The Presumptuous Philosopher, self-locating information, and Solomonoff induction
I need help working some ideas out.
If you’re not familiar with the Presumptuous Philosopher, it’s a thought experiment due to Bostrom about predicting the laws of the universe based on anthropic reasoning:
It is the year 2100 and physicists have narrowed down the search for a theory of everything to only two remaining plausible candidate theories: T1 and T2 (using considerations from super-duper symmetry). According to T1 the world is very, very big but finite and there are a total of a trillion trillion observers in the cosmos. According to T2, the world is very, very, very big but finite and there are a trillion trillion trillion observers. The super-duper symmetry considerations are indifferent between these two theories.
Physicists are preparing a simple experiment that will falsify one of the theories. Enter the presumptuous philosopher: “Hey guys, it is completely unnecessary for you to do the experiment, because I can already show you that T2 is about a trillion times more likely to be true than T1!”
If you’re not familiar with Solomonoff induction, the relevant aspects are that it tries to predict your sequence of observations (not the laws of physics, at least not directly), and that it assigns probability to different sequences that decreases exponentially in how complicated those sequences of observations are. By “complicated” we don’t merely mean how verbose the laws of physics are, we also have to include how complicated it is to go from the laws of physics to specifying your specific observations.
Imagine that our Presumptuous Philosopher has just explained to the physicists that they already know that T2 is a trillion times more likely, because it has more observers in it.
But one of the engineers present is a Solomonoff inductor, and they ask “So does this mean that I should expect the experiment to show us T2, even though the theories are of similar complexity?

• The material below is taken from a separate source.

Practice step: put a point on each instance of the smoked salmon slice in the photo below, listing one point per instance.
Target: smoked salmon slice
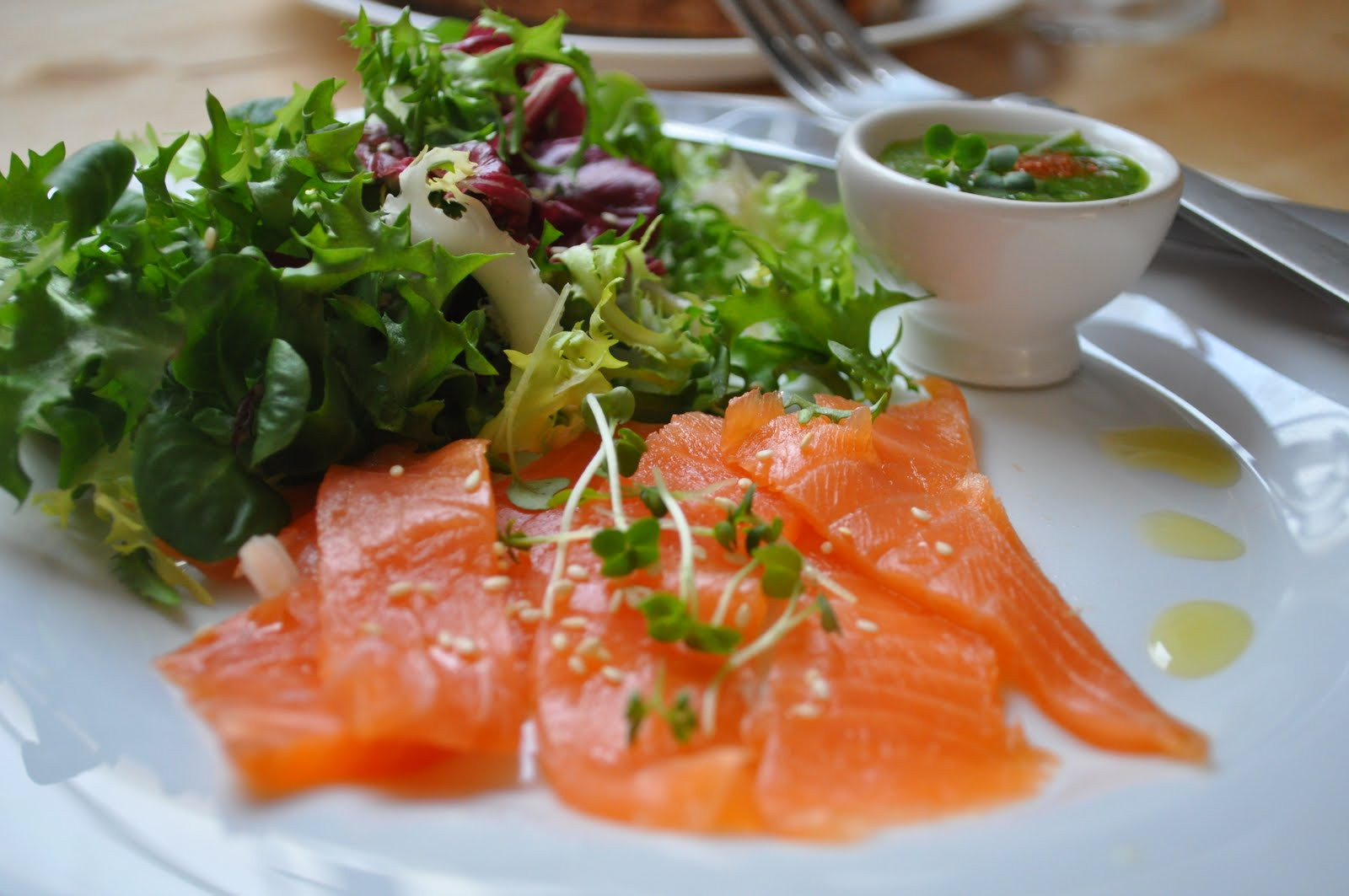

How does the number of observers change the probability, if all I care about is how complicated it is to predict my sequence of observations?”
“Excellent question,” says the Presumptuous Philosopher. “Think of T1 and T2 not as two different hypotheses, but as two different collections of hypothetical ways to predict your observations, with one actual hypothesis for each copy of you in the theory. If there are a trillion times more ’you’s in T2, then there are a trillion times as many ways to predict your sequence of observations, which should be treated to a fair share of the probability.”
“Okay, so you’re saying the actual hypotheses that predict my observations, which I should assign probability to according to their complexity, are things like ‘T1 and I’m person #1’ or ‘T2 and I’m person #10^10’?” says the Solomonoff inductor.
“But I’m still confused. Because it still requires information to say that I’m person #1 or person #10^10. Even if we assume that it’s equally easy to specify where a person is in both theories, it just plain old takes more bits to say 10^10 than it does to say 1.”
“The amount of bits it takes to just say the number of the person adds log(n) bits to the length of the hypothesis. And so when I evaluate how likely that hypothesis is, which decreases exponentially as you add more bits, it turns out to actually be n times less likely. If we treat T1 and T2 as two different collections of numbered hypotheses, and add up all the probability in the collections, they don’t add linearly, just because of the bits it takes to do the numbering. Instead, they add like the (discrete) integral of 1/n, which brings us back to log(n) scaling!” the Solomonoff inductor exclaims.
“Are you sure that’s right?” says the Presumptuous philosopher. “If there was exactly 1 of you in T1, and 1 trillion of you in T2, then you’re saying that the ratio of probabilities should actually be log(a trillion) to one, or only about 28 times more likely! Does that really make sense, that if there are trillion of you who are going to see the experiment turn out one way, and only one of you who is going to see it turn out the other way, the correct probability ratio is.… 28?”
“Well, when you put it that way, it does sound a little...”
“And what if there were 10 of you in T1 and 10 trillion in T2? When you multiply both populations by a constant, you only add to the log, and so the ratio changes! Now we’re supposed to believe that the probability ratio is more like (28+log(10))/(1+log(10)) = 8. Eight?! By the time we get up to a trillion of you in T1 and a trillion trillion in T2, this would imply that T2 is only twice as likely, despite still having a trillion times more copies of you than T1.”
So, I’m really not sure what conclusion to draw from this. Do we hold that there’s an important symmetry when we multiply the sizes of the universes, and therefore Solomonoff induction has to be modified? Or do we trust that Solomonoff induction is pretty theoretically sound, and reject the paradigm of bundling hypotheses about sequences of observations into “universes” that we treat as having symmetries?
Or maybe neither, and I’ve posed the question badly, or misinterpreted how Solomonoff induction applies here. But if so, I’d really like to know how.